I will say more on this head in a following chapter; in this present one my business should be confined to pointing out as clearly and succinctly as I can the issue between the two great main contending opinions concerning organic development that obtain among those who accept the theory of descent at all; nor do I believe that this can be done more effectually and accurately than by saying, as above, that Mr. Charles Darwin (whose name, by the way, was “Charles Robert,” and not, as would appear from the title-pages of his books, “Charles” only), Mr. A. R. Wallace, and their supporters are the apostles of luck, while Erasmus Darwin and Lamarck, followed, more or less timidly, by the Geoffroys and by Mr. Herbert Spencer, and very timidly indeed by the Duke of Argyll, preach cunning as the most important means of organic modification.
Note.—It appears from “Samuel Butler: A Memoir” (II, 29) that Butler wrote to his father (Dec. 1885) about a passage in Horace (near the beginning of the First Epistle of the First Book) —
Nunc in Aristippi furtim praecepta relabor,
Et mihi res, non me rebus subjungere conor.
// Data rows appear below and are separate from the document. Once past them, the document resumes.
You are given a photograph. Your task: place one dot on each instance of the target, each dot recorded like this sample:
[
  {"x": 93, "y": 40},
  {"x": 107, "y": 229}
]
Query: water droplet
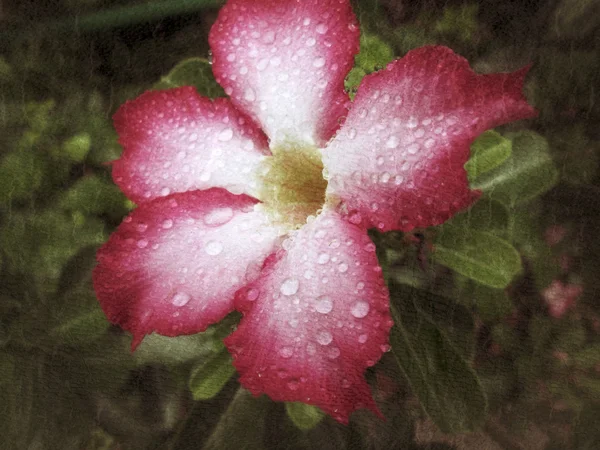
[
  {"x": 321, "y": 28},
  {"x": 392, "y": 142},
  {"x": 219, "y": 216},
  {"x": 249, "y": 95},
  {"x": 324, "y": 304},
  {"x": 413, "y": 148},
  {"x": 319, "y": 62},
  {"x": 333, "y": 353},
  {"x": 289, "y": 286},
  {"x": 180, "y": 299},
  {"x": 412, "y": 122},
  {"x": 213, "y": 248},
  {"x": 324, "y": 337},
  {"x": 286, "y": 352},
  {"x": 360, "y": 309},
  {"x": 429, "y": 143},
  {"x": 323, "y": 258},
  {"x": 225, "y": 135}
]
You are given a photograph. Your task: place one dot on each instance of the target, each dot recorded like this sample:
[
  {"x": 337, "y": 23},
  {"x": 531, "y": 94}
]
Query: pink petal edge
[
  {"x": 177, "y": 141},
  {"x": 284, "y": 63},
  {"x": 397, "y": 162},
  {"x": 174, "y": 265},
  {"x": 315, "y": 320}
]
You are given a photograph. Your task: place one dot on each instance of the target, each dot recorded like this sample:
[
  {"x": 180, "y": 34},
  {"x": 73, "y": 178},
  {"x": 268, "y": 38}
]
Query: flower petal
[
  {"x": 315, "y": 320},
  {"x": 177, "y": 141},
  {"x": 284, "y": 62},
  {"x": 397, "y": 163},
  {"x": 174, "y": 265}
]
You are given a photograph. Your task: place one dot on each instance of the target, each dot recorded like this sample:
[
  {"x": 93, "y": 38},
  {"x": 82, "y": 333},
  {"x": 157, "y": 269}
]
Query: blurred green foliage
[{"x": 475, "y": 347}]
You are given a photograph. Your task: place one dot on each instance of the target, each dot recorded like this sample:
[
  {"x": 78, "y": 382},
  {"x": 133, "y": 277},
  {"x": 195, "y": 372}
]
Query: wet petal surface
[
  {"x": 315, "y": 320},
  {"x": 174, "y": 265},
  {"x": 177, "y": 141},
  {"x": 284, "y": 62},
  {"x": 397, "y": 163}
]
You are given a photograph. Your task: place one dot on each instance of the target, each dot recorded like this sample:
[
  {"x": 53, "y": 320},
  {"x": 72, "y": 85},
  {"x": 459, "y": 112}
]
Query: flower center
[{"x": 293, "y": 186}]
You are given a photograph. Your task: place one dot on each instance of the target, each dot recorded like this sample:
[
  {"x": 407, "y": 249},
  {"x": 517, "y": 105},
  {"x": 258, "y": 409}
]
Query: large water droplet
[
  {"x": 324, "y": 304},
  {"x": 180, "y": 299},
  {"x": 319, "y": 62},
  {"x": 333, "y": 353},
  {"x": 219, "y": 216},
  {"x": 252, "y": 294},
  {"x": 360, "y": 309},
  {"x": 286, "y": 352},
  {"x": 213, "y": 248},
  {"x": 289, "y": 286},
  {"x": 324, "y": 337},
  {"x": 392, "y": 142},
  {"x": 225, "y": 135},
  {"x": 323, "y": 258}
]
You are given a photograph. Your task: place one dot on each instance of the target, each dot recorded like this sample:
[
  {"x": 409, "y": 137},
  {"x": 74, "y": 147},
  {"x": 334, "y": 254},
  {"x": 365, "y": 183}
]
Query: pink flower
[
  {"x": 261, "y": 202},
  {"x": 560, "y": 297}
]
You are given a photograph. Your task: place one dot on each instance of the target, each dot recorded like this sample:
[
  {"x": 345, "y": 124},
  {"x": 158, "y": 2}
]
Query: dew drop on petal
[
  {"x": 333, "y": 353},
  {"x": 219, "y": 216},
  {"x": 252, "y": 294},
  {"x": 225, "y": 135},
  {"x": 289, "y": 286},
  {"x": 360, "y": 309},
  {"x": 324, "y": 337},
  {"x": 180, "y": 299},
  {"x": 323, "y": 258},
  {"x": 213, "y": 248},
  {"x": 324, "y": 304}
]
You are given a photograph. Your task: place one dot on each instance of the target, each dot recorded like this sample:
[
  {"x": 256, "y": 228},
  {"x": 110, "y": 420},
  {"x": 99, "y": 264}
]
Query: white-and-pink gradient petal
[
  {"x": 397, "y": 162},
  {"x": 315, "y": 320},
  {"x": 177, "y": 141},
  {"x": 283, "y": 62},
  {"x": 174, "y": 265}
]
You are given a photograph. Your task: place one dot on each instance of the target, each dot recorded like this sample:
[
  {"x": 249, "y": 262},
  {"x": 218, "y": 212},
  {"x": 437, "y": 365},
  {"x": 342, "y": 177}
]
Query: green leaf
[
  {"x": 94, "y": 195},
  {"x": 304, "y": 416},
  {"x": 478, "y": 255},
  {"x": 195, "y": 72},
  {"x": 484, "y": 215},
  {"x": 77, "y": 147},
  {"x": 21, "y": 173},
  {"x": 84, "y": 328},
  {"x": 243, "y": 424},
  {"x": 447, "y": 387},
  {"x": 487, "y": 152},
  {"x": 588, "y": 357},
  {"x": 208, "y": 378},
  {"x": 527, "y": 174},
  {"x": 491, "y": 304},
  {"x": 374, "y": 53}
]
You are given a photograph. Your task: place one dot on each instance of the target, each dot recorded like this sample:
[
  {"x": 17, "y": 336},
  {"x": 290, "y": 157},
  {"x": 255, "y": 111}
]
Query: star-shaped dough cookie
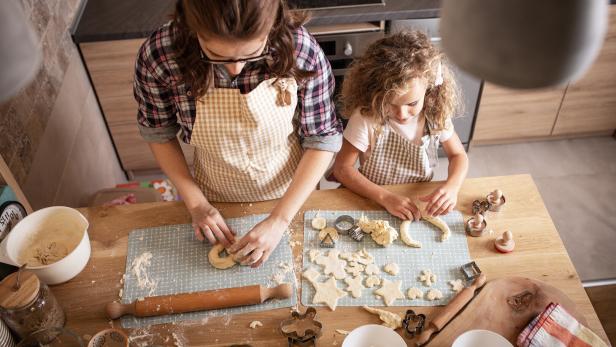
[
  {"x": 332, "y": 264},
  {"x": 355, "y": 285},
  {"x": 390, "y": 291},
  {"x": 327, "y": 293}
]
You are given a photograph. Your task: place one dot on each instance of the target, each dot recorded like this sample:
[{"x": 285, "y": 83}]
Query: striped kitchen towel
[{"x": 555, "y": 327}]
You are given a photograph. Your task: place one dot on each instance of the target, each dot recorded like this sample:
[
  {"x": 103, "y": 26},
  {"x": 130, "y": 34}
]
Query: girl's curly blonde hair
[{"x": 384, "y": 70}]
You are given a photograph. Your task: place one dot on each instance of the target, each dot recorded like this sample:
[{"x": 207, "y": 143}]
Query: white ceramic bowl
[
  {"x": 473, "y": 338},
  {"x": 373, "y": 335},
  {"x": 65, "y": 268}
]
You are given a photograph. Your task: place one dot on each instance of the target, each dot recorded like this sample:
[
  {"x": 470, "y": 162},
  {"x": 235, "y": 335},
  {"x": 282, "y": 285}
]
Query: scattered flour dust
[{"x": 140, "y": 269}]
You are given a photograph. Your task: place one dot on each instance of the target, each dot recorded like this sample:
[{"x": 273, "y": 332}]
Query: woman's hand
[
  {"x": 441, "y": 201},
  {"x": 257, "y": 245},
  {"x": 400, "y": 206},
  {"x": 209, "y": 224}
]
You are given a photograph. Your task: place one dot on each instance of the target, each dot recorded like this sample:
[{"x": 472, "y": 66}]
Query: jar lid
[{"x": 11, "y": 298}]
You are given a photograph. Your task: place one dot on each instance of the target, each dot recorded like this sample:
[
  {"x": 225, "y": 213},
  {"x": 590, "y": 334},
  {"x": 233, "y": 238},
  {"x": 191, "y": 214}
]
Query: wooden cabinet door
[
  {"x": 111, "y": 65},
  {"x": 510, "y": 114},
  {"x": 590, "y": 103}
]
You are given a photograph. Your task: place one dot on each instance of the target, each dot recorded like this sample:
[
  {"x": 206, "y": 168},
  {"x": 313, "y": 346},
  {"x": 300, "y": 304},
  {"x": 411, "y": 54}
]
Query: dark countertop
[{"x": 105, "y": 20}]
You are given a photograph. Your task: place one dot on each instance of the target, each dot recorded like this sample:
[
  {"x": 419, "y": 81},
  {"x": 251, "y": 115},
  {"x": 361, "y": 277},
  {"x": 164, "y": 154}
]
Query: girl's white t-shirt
[{"x": 360, "y": 131}]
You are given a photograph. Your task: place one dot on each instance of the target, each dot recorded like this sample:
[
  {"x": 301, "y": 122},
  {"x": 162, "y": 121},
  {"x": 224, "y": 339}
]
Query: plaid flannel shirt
[{"x": 167, "y": 106}]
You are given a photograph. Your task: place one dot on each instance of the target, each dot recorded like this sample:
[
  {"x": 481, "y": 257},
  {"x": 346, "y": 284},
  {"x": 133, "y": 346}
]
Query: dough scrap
[
  {"x": 380, "y": 230},
  {"x": 405, "y": 235},
  {"x": 390, "y": 319},
  {"x": 434, "y": 294},
  {"x": 372, "y": 281},
  {"x": 327, "y": 293},
  {"x": 456, "y": 285},
  {"x": 355, "y": 285},
  {"x": 427, "y": 277},
  {"x": 414, "y": 293},
  {"x": 217, "y": 261},
  {"x": 392, "y": 269},
  {"x": 390, "y": 291},
  {"x": 332, "y": 264}
]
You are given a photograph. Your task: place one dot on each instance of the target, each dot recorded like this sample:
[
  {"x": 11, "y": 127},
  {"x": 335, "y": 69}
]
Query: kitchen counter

On the preceding page he is adapting the second of these two verses to his own purposes.—H. F. J.
CHAPTER VII—(Intercalated) Mr. Spencer’s “The Factors of Organic Evolution”
Since the foregoing and several of the succeeding chapters were written, Mr. Herbert Spencer has made his position at once more clear and more widely understood by his articles “The Factors of Organic Evolution” which appeared in the Nineteenth Century for April and May, 1886. The present appears the fittest place in which to intercalate remarks concerning them.
Mr. Spencer asks whether those are right who regard Mr. Charles Darwin’s theory of natural selection as by itself sufficient to account for organic evolution.
“On critically examining the evidence” (modern writers never examine evidence, they always “critically,” or “carefully,” or “patiently,” examine it), he writes, we shall find reason to think that it by no means explains all that has to be explained. Omitting for the present any consideration of a factor which may be considered primordial, it may be contended that one of the factors alleged by Erasmus Darwin and Lamarck must be recognised as a co-operator. Unless that increase of a part resulting from extra activity, and that decrease of it resulting from inactivity, are transmissible to descendants, we are without a key to many phenomena of organic evolution. Utterly inadequate to explain the Major part of the facts as is the hypothesis of the inheritance of functionally produced modifications, yet there is a minor part of the facts very extensive though less, which must be ascribed to this cause.” (Italics mine.)